In the months that have gone by, I have learned and grown a lot — this blog catalogs that journey — so I didn’t think there’d be a Round Three. Yet here I am! The above words are eerily relevant. Except this time, I’m emerging not from a depressive episode, but a hypomanic episode. If being depressed meant being in darkness, being hypomanic meant playing with fire. The initial spark was very much welcomed. A spike in energy was nice, a boost of creativity was fun, a healthy self-esteem was thrilling… But I made the mistake of not watching the flames, and I allowed them to get too big. I was enraptured, hypnotized by an illusion of grandiosity and invincibility. I made mistake after mistake, I got burned, but what I regret most is that the people closest to me got burned as well.
But I know there is mercy and healing to be found in Christ. For my mind and my soul, for those I’ve hurt, for the relationships I’ve damaged. That I know full well. It will take time, but a broken spirit and a contrite heart He will not refuse.

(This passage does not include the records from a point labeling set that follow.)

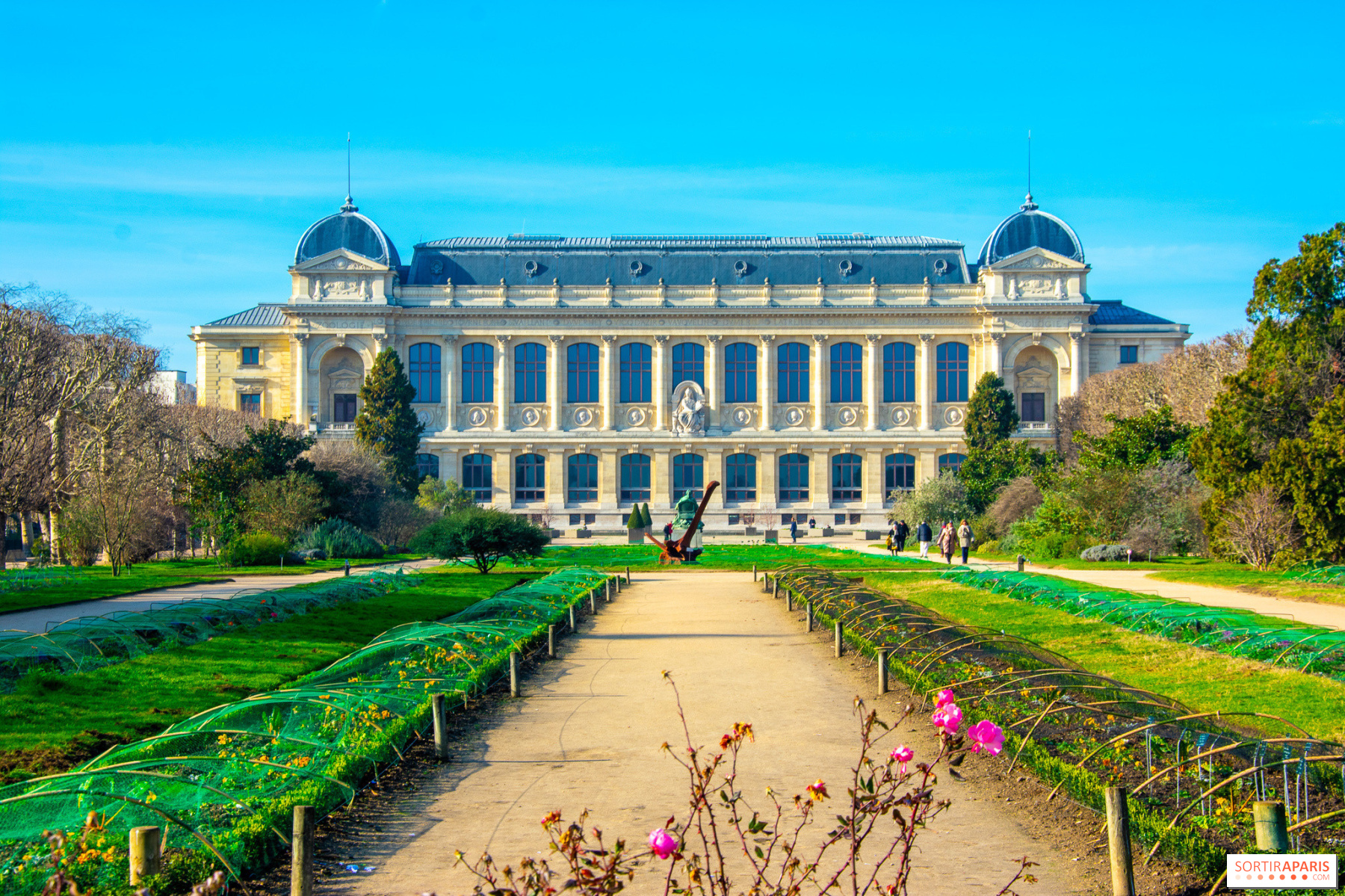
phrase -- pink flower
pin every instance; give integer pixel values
(986, 735)
(948, 717)
(662, 842)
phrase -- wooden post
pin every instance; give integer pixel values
(1118, 842)
(146, 853)
(1271, 833)
(440, 714)
(302, 852)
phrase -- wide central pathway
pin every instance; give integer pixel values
(588, 731)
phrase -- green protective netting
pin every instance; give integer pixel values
(87, 642)
(226, 781)
(1230, 631)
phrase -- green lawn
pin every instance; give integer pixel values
(54, 720)
(92, 583)
(1200, 679)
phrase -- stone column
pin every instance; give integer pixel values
(871, 381)
(553, 383)
(661, 383)
(926, 381)
(820, 396)
(607, 383)
(502, 383)
(764, 390)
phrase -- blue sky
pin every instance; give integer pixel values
(164, 158)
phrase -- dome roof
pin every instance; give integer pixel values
(347, 229)
(1028, 228)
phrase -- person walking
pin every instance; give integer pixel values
(924, 536)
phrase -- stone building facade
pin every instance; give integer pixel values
(569, 378)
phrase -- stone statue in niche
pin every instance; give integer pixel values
(689, 413)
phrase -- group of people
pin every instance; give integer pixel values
(950, 539)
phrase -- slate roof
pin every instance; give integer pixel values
(259, 316)
(1111, 312)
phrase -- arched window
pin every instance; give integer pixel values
(637, 369)
(847, 478)
(427, 466)
(531, 371)
(794, 477)
(899, 472)
(951, 371)
(581, 358)
(477, 373)
(583, 478)
(635, 478)
(740, 373)
(951, 463)
(740, 478)
(899, 371)
(689, 363)
(687, 477)
(793, 359)
(531, 478)
(423, 368)
(477, 477)
(847, 371)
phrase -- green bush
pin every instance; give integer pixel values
(259, 549)
(341, 541)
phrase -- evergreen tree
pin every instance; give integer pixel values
(386, 424)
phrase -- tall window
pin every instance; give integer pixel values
(637, 369)
(581, 359)
(687, 477)
(689, 363)
(951, 371)
(793, 358)
(1033, 407)
(531, 478)
(899, 371)
(847, 478)
(477, 477)
(794, 477)
(847, 371)
(477, 373)
(427, 466)
(531, 371)
(740, 373)
(899, 472)
(423, 368)
(740, 478)
(583, 478)
(951, 462)
(635, 478)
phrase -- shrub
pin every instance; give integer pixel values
(341, 540)
(259, 549)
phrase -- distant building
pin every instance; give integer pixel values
(174, 388)
(811, 376)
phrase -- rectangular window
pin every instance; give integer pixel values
(1033, 407)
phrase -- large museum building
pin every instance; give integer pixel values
(573, 377)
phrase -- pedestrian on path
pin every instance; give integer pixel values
(965, 539)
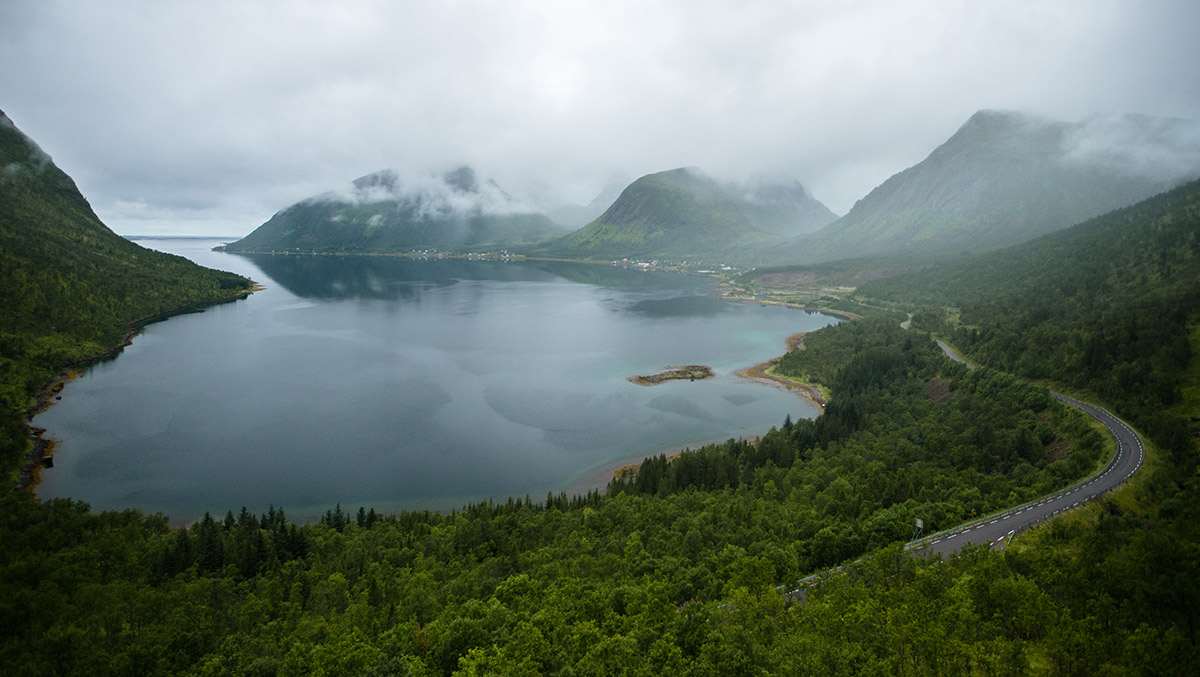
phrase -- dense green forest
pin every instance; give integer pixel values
(639, 579)
(72, 288)
(676, 569)
(1105, 307)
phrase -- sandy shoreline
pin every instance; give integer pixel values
(42, 453)
(598, 478)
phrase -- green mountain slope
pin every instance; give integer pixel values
(1005, 178)
(381, 214)
(1104, 305)
(72, 288)
(684, 214)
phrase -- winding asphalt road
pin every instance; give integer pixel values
(996, 531)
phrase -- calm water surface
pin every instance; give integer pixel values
(396, 383)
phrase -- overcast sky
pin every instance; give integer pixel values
(208, 117)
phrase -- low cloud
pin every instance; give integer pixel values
(1162, 149)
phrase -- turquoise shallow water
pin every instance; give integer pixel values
(397, 383)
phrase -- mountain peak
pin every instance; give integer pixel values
(1006, 177)
(462, 179)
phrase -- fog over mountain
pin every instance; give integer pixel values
(387, 213)
(185, 118)
(1008, 177)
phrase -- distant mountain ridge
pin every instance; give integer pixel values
(382, 213)
(685, 214)
(1007, 177)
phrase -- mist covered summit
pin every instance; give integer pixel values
(687, 214)
(388, 213)
(1005, 178)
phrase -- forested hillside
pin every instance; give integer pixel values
(72, 288)
(676, 569)
(637, 580)
(1105, 306)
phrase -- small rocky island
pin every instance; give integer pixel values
(690, 372)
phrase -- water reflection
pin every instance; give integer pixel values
(402, 279)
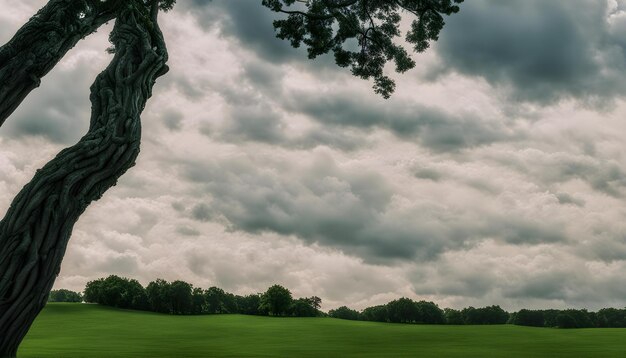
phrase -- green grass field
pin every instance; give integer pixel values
(77, 330)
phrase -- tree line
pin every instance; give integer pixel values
(405, 310)
(182, 298)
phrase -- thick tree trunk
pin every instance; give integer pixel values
(36, 229)
(41, 43)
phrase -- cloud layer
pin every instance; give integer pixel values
(495, 175)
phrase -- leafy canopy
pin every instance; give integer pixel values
(329, 25)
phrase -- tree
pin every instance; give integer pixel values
(529, 318)
(35, 230)
(159, 296)
(198, 303)
(402, 310)
(302, 307)
(453, 316)
(376, 313)
(344, 312)
(248, 304)
(117, 291)
(215, 299)
(181, 297)
(276, 300)
(429, 313)
(63, 295)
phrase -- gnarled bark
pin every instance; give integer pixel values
(36, 229)
(41, 43)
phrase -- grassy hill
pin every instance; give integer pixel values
(78, 330)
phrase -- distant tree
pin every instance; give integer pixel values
(429, 313)
(159, 296)
(248, 304)
(117, 291)
(315, 302)
(63, 295)
(198, 302)
(215, 299)
(344, 312)
(276, 300)
(303, 307)
(582, 318)
(180, 297)
(453, 316)
(403, 310)
(93, 291)
(43, 214)
(611, 317)
(376, 314)
(485, 315)
(527, 317)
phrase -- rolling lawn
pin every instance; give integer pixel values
(79, 330)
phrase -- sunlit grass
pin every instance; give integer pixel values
(78, 330)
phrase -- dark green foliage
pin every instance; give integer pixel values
(611, 317)
(276, 300)
(429, 313)
(217, 301)
(375, 313)
(117, 291)
(485, 315)
(325, 26)
(249, 304)
(197, 301)
(159, 296)
(181, 297)
(63, 295)
(303, 307)
(570, 318)
(453, 316)
(344, 312)
(403, 310)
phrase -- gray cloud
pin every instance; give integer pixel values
(543, 51)
(430, 127)
(350, 210)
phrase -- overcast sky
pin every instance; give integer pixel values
(496, 174)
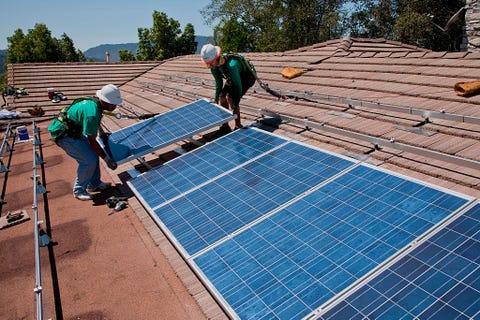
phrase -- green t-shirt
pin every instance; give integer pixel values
(235, 71)
(84, 115)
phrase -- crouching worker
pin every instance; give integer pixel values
(75, 131)
(239, 75)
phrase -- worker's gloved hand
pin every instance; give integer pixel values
(111, 163)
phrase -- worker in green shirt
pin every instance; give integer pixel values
(238, 76)
(75, 130)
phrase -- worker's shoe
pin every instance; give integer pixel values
(83, 195)
(102, 186)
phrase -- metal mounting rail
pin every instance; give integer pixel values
(376, 141)
(352, 103)
(36, 231)
(6, 168)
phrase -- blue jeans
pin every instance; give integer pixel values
(88, 171)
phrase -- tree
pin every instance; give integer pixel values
(409, 21)
(414, 24)
(67, 51)
(126, 55)
(165, 39)
(39, 46)
(269, 25)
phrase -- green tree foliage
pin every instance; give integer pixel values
(165, 39)
(409, 21)
(67, 51)
(270, 25)
(38, 45)
(126, 55)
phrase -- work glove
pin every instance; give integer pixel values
(111, 163)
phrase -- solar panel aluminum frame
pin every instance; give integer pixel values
(189, 135)
(215, 292)
(428, 234)
(471, 201)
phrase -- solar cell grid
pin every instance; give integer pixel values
(440, 279)
(167, 128)
(282, 228)
(251, 191)
(200, 165)
(312, 264)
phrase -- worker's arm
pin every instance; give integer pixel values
(92, 141)
(234, 68)
(218, 83)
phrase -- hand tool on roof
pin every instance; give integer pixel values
(118, 207)
(114, 200)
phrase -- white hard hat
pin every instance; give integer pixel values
(110, 93)
(210, 52)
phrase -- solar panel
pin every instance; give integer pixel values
(201, 165)
(278, 233)
(165, 129)
(439, 279)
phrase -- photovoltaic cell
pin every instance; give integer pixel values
(201, 165)
(165, 129)
(276, 228)
(289, 264)
(232, 201)
(440, 279)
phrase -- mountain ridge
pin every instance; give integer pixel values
(98, 53)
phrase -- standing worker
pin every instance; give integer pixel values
(75, 131)
(239, 77)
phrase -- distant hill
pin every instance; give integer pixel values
(98, 53)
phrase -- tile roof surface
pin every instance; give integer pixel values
(383, 101)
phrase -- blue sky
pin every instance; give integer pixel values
(94, 22)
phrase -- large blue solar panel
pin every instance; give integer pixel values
(291, 263)
(180, 175)
(227, 204)
(276, 228)
(440, 279)
(165, 129)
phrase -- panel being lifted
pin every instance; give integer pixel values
(165, 129)
(280, 230)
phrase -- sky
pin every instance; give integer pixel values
(90, 23)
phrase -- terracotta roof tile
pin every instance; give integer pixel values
(366, 91)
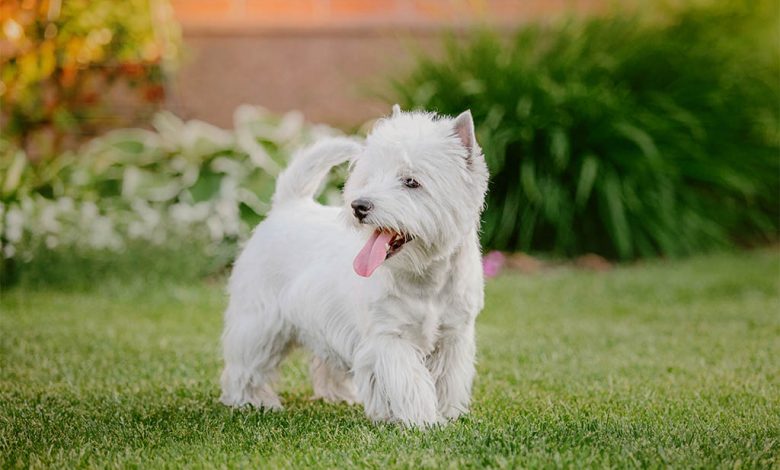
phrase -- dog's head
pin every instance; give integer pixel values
(417, 189)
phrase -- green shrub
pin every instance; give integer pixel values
(61, 59)
(174, 200)
(621, 136)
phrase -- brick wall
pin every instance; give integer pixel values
(323, 57)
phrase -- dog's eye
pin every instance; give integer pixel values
(410, 183)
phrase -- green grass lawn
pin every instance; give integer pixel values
(661, 363)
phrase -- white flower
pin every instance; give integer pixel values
(15, 225)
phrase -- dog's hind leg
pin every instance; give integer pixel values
(254, 342)
(331, 383)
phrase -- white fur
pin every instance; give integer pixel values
(401, 342)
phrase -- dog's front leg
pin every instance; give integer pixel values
(452, 367)
(393, 382)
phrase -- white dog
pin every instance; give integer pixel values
(385, 291)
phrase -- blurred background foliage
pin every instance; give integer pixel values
(625, 135)
(62, 62)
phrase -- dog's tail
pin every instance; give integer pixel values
(310, 166)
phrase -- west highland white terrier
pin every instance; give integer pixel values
(384, 292)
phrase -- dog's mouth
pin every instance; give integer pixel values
(381, 246)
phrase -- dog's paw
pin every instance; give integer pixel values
(453, 412)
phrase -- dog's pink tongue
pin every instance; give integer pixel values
(372, 254)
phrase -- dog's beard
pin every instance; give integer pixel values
(380, 246)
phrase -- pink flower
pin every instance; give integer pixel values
(492, 263)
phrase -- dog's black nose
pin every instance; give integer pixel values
(361, 207)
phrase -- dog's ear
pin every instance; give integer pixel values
(464, 129)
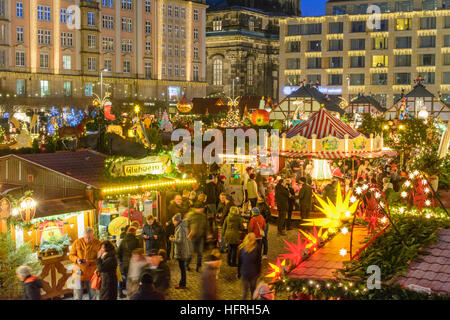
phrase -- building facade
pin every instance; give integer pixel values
(139, 49)
(242, 47)
(348, 52)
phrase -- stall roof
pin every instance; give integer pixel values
(86, 166)
(60, 206)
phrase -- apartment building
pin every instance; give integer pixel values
(140, 50)
(349, 52)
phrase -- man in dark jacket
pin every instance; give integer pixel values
(305, 198)
(197, 226)
(282, 201)
(126, 247)
(31, 284)
(147, 290)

And this time I’m learning that I’m never “done”. There is always more to learn. More weaknesses to be unearthed and weeded out. More calls to repentance. More forgiveness to seek and grant. And in every fall is a reminder of my weak, sinful nature, and a call to continually surrender my will to the Eternal and Unchanging. And always, always a call to love better, serve better, sacrifice better.
I may not be writing as much as I attempt to sort things out internally. But you’ll probably see more doodles — where words fail me, I’ll let them fill the void. Thank you, again, for accompanying me on this never-ending journey! Peace be with you. 🙂
“I’ll be back! I always come back!” (That’s a quote from Bride of Chucky, but no, that’s not relevant.)